Si vous souhaitez maintenir des relations commerciales avec votre débiteur, vous pouvez également saisir le médiateur des entreprises. Le service de médiation est gratuit, rapide (résolution en moins de trois mois), efficace et confidentiel. Par ce biais, vous pouvez tenter de résoudre tout différend avec une autre entreprise dans l’exécution d’un contrat (conditions de paiement, mais aussi rupture brutale de contrat, refus de reconnaissance ou utilisation abusive de la force majeure, difficulté à obtenir le report de votre loyer...).

 

En cas d’échec de la phase amiable, il faudra passer par la mise en demeure puis il vous restera la procédure d’injonction de payer, gratuite pour les créances inférieures à 10 000 €.

 

Les factures qui ne sont pas encore arrivées à échéance peuvent être cédées à un factor, tel BNP Paribas Factor. C’est le principe de l’affacturage. En France comme à l’international, vous pouvez donc bénéficier du financement rapide de vos factures sans attendre le terme du règlement des factures. Par ailleurs, le risque d’impayés est alors transféré vers le factor.
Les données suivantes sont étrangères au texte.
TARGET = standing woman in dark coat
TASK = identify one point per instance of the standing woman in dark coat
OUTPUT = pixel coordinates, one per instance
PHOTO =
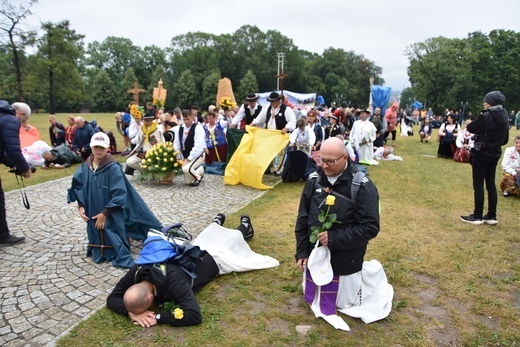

Vous pouvez également externaliser votre poste clients : BNP Paribas Factor se charge alors de la relance et du recouvrement des factures.

 

-> Prenez contact avec votre chargé d’affaires qui pourra vous donner plus détails et vous mettre en relation avec un expert de BNP Paribas Factor.

 

 

 

Réduire les coûts : c’est possible

L’amélioration de la trésorerie pourra aussi passer par la chasse aux dépenses.

 

Tout l’enjeu est d’arriver, d’une part, à optimiser chaque ligne de coût et, d’autre part, à supprimer les dépenses qui ne sont pas indispensables à l’exploitation à court terme, et ce, sans hypothéquer la croissance à venir. Des gisements d’économies se cachent dans les achats de fonctionnement (téléphonie, énergie, fournitures, abonnements…) mais aussi de production.

 

-> N’hésitez pas à lire notre article : Conseils pour réduire son budget impressions d’environ 30%.

 

Il va falloir étudier poste par poste ce que vous dépensez et les actions qui peuvent être menées : renégociations avec vos fournisseurs, faire jouer la concurrence, revoir sa politique achats (ex. : sélectionner un seul fournisseur par catégorie d’achat pour jouer sur les volumes et donc les prix), descendre en gamme, traquer les gaspillages…

 

Explorez toutes les pistes. Par exemple, avec le développement du télétravail, peut-être est-il possible de réduire la surface des bureaux et par la même le loyer ?

 

Enfin, des arbitrages plus stratégiques pourront également être envisagés comme la cession d’un site ou d’une branche d’activité…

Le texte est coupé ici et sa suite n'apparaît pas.